Upon the cross which marks the grave of Munro at Rome are inscribed the words – words
of Plato, if I remember right, adapted by Thompson –
Ἀνδρὸς ὃν οὐδ αἰνεῖν τοῖς ἀμαθέσσι θέμις.
Only a direct request, which seemed to have the force of authority, justifies
me in putting together for the Journal of Theological Studies a few
sentences in memory of a man who, more than any other man of our time, embodied
in himself all that the
Journal
stands for.
Under German influence the word Theologian has come to mean for us
a person who interests himself in studies that bear upon religion in some direction,
without necessary reference to the religious convictions or the contents of
belief of the student. Not in that sense was Dr Swete a theologian. He was
a theologian in the older sense of one who has heard the charge:
‘Hold thou the truth; define it well.’
To be true to the Catholic faith, as he understood it, and to elucidate its
meaning for others, was the object of all his labours.
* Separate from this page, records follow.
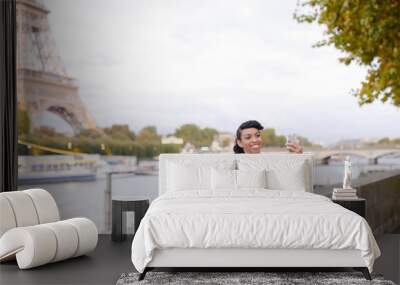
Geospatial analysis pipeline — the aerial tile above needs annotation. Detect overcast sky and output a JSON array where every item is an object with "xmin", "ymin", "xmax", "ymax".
[{"xmin": 42, "ymin": 0, "xmax": 400, "ymax": 143}]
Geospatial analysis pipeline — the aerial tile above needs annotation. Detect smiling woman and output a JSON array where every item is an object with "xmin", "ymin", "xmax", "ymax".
[{"xmin": 233, "ymin": 120, "xmax": 303, "ymax": 153}]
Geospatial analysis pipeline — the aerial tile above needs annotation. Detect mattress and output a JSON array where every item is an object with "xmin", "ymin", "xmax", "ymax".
[{"xmin": 132, "ymin": 189, "xmax": 380, "ymax": 272}]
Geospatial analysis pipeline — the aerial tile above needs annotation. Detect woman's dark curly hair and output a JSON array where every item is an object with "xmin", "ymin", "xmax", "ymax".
[{"xmin": 233, "ymin": 120, "xmax": 264, "ymax": 153}]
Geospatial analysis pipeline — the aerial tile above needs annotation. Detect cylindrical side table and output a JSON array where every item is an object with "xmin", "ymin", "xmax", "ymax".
[{"xmin": 111, "ymin": 196, "xmax": 150, "ymax": 241}]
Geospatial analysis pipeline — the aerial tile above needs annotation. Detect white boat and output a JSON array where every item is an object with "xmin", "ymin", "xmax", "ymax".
[{"xmin": 18, "ymin": 154, "xmax": 100, "ymax": 185}]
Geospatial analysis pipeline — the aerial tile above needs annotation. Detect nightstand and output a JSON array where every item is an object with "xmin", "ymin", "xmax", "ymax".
[{"xmin": 332, "ymin": 198, "xmax": 367, "ymax": 218}]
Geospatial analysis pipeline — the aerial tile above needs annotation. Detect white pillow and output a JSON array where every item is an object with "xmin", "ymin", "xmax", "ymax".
[
  {"xmin": 211, "ymin": 168, "xmax": 267, "ymax": 191},
  {"xmin": 166, "ymin": 159, "xmax": 235, "ymax": 191},
  {"xmin": 238, "ymin": 158, "xmax": 308, "ymax": 191},
  {"xmin": 236, "ymin": 169, "xmax": 267, "ymax": 189},
  {"xmin": 211, "ymin": 167, "xmax": 236, "ymax": 190},
  {"xmin": 167, "ymin": 162, "xmax": 211, "ymax": 191}
]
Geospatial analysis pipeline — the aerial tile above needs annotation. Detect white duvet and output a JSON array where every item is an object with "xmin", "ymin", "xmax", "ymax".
[{"xmin": 132, "ymin": 189, "xmax": 380, "ymax": 272}]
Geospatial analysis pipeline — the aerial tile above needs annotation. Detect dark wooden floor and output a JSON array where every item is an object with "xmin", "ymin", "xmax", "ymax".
[
  {"xmin": 0, "ymin": 234, "xmax": 400, "ymax": 285},
  {"xmin": 0, "ymin": 235, "xmax": 134, "ymax": 285}
]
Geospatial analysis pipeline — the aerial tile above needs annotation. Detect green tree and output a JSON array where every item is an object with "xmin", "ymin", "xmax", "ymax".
[
  {"xmin": 136, "ymin": 126, "xmax": 161, "ymax": 144},
  {"xmin": 294, "ymin": 0, "xmax": 400, "ymax": 106},
  {"xmin": 175, "ymin": 124, "xmax": 218, "ymax": 147},
  {"xmin": 175, "ymin": 124, "xmax": 201, "ymax": 146}
]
His earliest published
work, now out of print, and known to me only in its Italian translation, Paragone
dottrinale tra la Chiesa Anglicana e la Chiesa Romana, contains little
of his own besides its accuracy and the lucidity of its arrangement, but it
aims at guiding to right conclusions through a dispassionate comparison of
authoritative documents. His last public, or semi-public, act was to take part
in the session of an important Committee dealing with the Quicumque vult,
and great was his joy at carrying his point, against some opposition, to recommend
that that document, in a revised and re-revised version, should be printed
in the Prayer-book in its integrity, and that specified sections of it should
be used on particular occasions. Perhaps into none of his books has his soul
passed with more concentrated force than into his admirable little work on The
Apostles' Creed (1894), written ‘to enable educated members of the
English Church who do not possess the leisure or the opportunities necessary
for a fuller study of the subject to form some judgement upon a recent controversy
which intimately concerns all who have been baptized into the faith of the
Apostles' Creed.’ The same interest led him to make his own subject of
the Procession of the Holy Ghost. As early as 1873 he published his first book
on this question, to be followed by another three years later, and between
the two, he edited the treatise of Theodore Lascaris II upon it. The well-worn
topic might seem to be abstruse and remote from life as to become purely academic;
but nothing that Dr Swete wrote was devoid of charm, and here he was animated
by the consciousness that he was contributing towards the mutual reconciliation
of the ancient Churches of Christendom, as well as touching the very heart
of Christian doctrine. To him it was no arid speculation; it was vital to an
intelligent faith. It was not for nothing that he prefixed to the History
of the Doctrine
to the death of Charlemagne the famous words:
Per te sciamus da PATREM
noscamus atque FILIUM:
te UTRIUSQUE SPIRITUM
credamus omni tempore.
Upon the foundation thus carefully laid he added at intervals throughout his
life volume after volume of a more popular kind, expounding the doctrine of
the Holy Spirit, though in the preface to the latest of them (1912) he records
that “with the view of preparing for” it he had “read again
all the more important Greek and Latin patristic authorities of the first five
centuries, and a few which belong to the sixth, seventh, and eight”, and
had “sought to form his impressions afresh”. He was never content
to serve up again what had become to him stale and lifeless.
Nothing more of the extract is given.